The end result will be a sandwich of epic decadence. Savory pimento cheese. Salty-smoky ham. Sweet crunchy pickles. It looks a lot messier than it is, but grab a few napkins just in case.
CHEESED TO MEET YOU
Pimento cheese, fried smoked ham, and bread & butter pickles on grilled country bread
Makes 1 sandwich
2 slices Country or Sourdough bread
6 tablespoons Pimento Cheese (see recipe below)
2-3 ounces of Smoked Ham
6 Bread & Butter Pickles (like those in the Cha Cha Hut BBQ Cookbook)
Butter for grilling
Fry the ham in a skillet over medium heat until lightly browned. Remove from the skillet and set aside on a plate.
Take the bread slices and divide the pimento cheese equally between them. You want to have a nice 1/8″ – 1/4″ layer of cheese on each slice. Pile the ham on one of the bread slices and top this the pickles. Cover with the other slice of bread, pimento cheese side down of course.
Lightly butter the outside of the assembled sandwich. Place in a skillet over medium to medium-low heat and grill until golden brown.
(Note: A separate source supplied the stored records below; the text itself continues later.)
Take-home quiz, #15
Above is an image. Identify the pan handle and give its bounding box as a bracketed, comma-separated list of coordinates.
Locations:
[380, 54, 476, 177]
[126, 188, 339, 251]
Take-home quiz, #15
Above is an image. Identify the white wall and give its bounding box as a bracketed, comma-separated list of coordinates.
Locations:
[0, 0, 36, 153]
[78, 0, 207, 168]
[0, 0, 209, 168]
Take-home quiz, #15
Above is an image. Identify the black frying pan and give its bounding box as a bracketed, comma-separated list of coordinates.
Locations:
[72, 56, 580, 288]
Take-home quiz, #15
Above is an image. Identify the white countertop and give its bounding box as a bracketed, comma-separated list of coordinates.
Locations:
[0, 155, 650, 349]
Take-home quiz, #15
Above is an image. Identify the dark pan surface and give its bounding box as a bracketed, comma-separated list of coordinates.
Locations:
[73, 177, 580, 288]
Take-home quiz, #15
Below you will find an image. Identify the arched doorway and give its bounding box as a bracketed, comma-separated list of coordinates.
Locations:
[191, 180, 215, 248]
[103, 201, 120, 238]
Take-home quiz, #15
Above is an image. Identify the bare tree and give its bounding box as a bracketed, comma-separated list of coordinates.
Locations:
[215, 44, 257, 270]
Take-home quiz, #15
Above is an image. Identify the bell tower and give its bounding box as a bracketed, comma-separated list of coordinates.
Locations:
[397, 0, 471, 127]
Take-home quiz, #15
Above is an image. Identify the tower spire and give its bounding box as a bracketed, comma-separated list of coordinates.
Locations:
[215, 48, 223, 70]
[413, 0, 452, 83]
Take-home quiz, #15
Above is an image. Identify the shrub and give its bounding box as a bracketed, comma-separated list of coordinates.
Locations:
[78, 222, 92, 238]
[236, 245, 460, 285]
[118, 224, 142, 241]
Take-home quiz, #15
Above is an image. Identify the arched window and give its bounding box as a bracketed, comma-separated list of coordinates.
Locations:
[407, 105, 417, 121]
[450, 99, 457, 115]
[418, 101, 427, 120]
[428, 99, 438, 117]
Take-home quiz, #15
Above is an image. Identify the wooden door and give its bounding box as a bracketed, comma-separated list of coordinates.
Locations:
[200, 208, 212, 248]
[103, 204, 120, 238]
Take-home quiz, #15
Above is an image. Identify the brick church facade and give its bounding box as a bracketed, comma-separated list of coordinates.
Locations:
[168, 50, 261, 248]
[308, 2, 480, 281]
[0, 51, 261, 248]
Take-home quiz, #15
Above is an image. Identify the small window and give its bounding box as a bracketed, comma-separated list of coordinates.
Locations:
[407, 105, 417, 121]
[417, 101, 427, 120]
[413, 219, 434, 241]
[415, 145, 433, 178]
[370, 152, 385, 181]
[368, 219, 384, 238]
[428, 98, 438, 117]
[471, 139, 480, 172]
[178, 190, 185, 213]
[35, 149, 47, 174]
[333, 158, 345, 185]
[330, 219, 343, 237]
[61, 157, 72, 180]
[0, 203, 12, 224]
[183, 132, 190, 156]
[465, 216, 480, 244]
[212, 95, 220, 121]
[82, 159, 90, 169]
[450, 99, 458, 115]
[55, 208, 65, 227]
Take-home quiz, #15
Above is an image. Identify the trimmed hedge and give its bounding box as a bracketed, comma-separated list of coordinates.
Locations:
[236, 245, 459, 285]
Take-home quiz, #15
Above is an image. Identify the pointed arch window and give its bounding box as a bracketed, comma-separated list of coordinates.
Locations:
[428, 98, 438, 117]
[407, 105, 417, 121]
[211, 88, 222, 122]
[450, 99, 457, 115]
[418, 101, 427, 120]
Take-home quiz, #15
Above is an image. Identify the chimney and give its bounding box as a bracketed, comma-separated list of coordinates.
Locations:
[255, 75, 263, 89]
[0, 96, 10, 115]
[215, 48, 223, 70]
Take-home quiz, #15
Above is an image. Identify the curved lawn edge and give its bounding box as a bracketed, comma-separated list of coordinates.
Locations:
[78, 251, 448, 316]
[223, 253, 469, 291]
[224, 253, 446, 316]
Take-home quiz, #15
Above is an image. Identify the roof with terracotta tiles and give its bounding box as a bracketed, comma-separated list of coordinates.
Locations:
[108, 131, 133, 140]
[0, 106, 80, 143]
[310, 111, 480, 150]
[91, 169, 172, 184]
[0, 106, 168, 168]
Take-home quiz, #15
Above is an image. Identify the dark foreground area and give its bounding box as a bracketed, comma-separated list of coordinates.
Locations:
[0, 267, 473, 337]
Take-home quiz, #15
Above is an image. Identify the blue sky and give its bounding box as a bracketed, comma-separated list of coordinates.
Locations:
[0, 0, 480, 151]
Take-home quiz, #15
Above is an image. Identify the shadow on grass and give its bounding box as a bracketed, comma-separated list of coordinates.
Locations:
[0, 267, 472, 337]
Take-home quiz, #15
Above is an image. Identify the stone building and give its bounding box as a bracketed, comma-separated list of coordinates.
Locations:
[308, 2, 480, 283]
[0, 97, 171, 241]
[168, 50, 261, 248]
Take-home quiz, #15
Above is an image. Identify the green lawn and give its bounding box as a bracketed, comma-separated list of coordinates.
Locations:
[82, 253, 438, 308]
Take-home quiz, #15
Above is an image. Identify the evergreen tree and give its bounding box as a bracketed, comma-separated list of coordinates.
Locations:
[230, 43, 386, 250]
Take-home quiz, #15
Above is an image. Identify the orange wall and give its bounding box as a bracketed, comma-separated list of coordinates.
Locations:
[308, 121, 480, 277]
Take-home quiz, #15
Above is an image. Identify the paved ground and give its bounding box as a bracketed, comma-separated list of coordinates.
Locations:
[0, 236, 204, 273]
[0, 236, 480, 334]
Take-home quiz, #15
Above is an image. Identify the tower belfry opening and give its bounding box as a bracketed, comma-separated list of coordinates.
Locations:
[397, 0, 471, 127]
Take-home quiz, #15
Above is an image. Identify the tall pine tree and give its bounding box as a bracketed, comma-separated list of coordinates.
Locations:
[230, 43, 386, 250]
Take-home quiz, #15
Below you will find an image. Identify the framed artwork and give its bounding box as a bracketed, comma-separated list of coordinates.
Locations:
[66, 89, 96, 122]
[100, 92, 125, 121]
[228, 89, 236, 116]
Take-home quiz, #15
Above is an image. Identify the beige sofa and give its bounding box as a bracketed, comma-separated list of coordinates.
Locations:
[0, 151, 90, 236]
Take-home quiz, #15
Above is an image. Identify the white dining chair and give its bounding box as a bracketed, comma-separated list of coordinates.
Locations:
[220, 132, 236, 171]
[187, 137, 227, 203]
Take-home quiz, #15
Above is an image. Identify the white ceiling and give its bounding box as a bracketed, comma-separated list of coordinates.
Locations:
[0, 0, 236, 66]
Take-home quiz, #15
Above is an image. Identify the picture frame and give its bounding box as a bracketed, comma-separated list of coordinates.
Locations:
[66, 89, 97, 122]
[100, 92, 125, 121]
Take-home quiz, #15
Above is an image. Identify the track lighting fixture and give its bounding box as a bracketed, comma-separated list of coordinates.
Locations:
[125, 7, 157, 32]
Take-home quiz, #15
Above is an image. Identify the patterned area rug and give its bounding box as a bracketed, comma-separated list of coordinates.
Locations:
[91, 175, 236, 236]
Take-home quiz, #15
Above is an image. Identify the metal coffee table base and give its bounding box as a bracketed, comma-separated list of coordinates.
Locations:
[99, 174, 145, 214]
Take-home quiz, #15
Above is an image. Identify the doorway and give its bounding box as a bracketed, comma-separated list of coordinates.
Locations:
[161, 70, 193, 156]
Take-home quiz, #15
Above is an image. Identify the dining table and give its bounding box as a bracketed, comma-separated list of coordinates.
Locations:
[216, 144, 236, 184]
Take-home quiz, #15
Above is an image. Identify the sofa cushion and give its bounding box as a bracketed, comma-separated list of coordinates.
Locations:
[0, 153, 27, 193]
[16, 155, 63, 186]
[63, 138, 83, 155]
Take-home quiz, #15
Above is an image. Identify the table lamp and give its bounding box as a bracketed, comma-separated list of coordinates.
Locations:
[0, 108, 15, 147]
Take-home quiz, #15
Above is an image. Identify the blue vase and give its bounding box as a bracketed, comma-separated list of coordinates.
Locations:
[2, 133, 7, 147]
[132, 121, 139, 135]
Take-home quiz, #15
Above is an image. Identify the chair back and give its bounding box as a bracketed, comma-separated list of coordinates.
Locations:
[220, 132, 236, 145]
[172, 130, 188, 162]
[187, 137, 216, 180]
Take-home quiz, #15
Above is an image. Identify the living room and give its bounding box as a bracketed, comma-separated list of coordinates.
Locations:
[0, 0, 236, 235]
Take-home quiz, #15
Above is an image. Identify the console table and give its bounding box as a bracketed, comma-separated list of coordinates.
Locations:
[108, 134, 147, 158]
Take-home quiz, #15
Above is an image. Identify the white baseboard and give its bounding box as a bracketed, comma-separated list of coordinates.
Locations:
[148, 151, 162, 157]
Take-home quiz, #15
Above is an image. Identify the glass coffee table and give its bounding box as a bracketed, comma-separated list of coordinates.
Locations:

Take care when flipping the sandwich as pimento cheese can get a bit messy in the pan.
Makes 1 pint
½ lb cheddar cheese
⅓ c mayo
1 roasted red peppers
⅛ c candied jalapenos (or pickled jalapenos)
⅓ tsp Worcestershire
⅓ tsp yellow mustard
¼ tsp garlic powder
¼ tsp onion powder
¼ tsp black pepper
¼ tsp salt
Roast the red peppers on the stove, in the oven or – ideally – on a grill with a bit of wood smoke until skin is charred. Place the roasted peppers in a paper bag (or cover them in a bowl) and let them steam a bit. When cool enough to handle, peel off skin, remove seed and set aside.
Finely shred the cheddar cheese.
Place the roasted red pepper and candied jalapeno in a food processor. Chop until they are almost a paste consistency. Add the shredded cheese, mayo, Worcestershire, yellow mustard & spices.
Blend until it forms a spread – occasionally scraping down the sides. It will appear to be a bit thin and watery. FEAR NOT! Place in a storage container and put in the refrigerator several hours or (even better) overnight. Your patience will be rewarded with a true Southern treat!
NOTE: While a food processor is an optimal tool for this recipe, it is not necessary. Just finely shred the cheese and finely mince the red pepper and jalapeno. Mix everything thoroughly with a spoon. You will not get as smooth of a spread but it will still be delicious.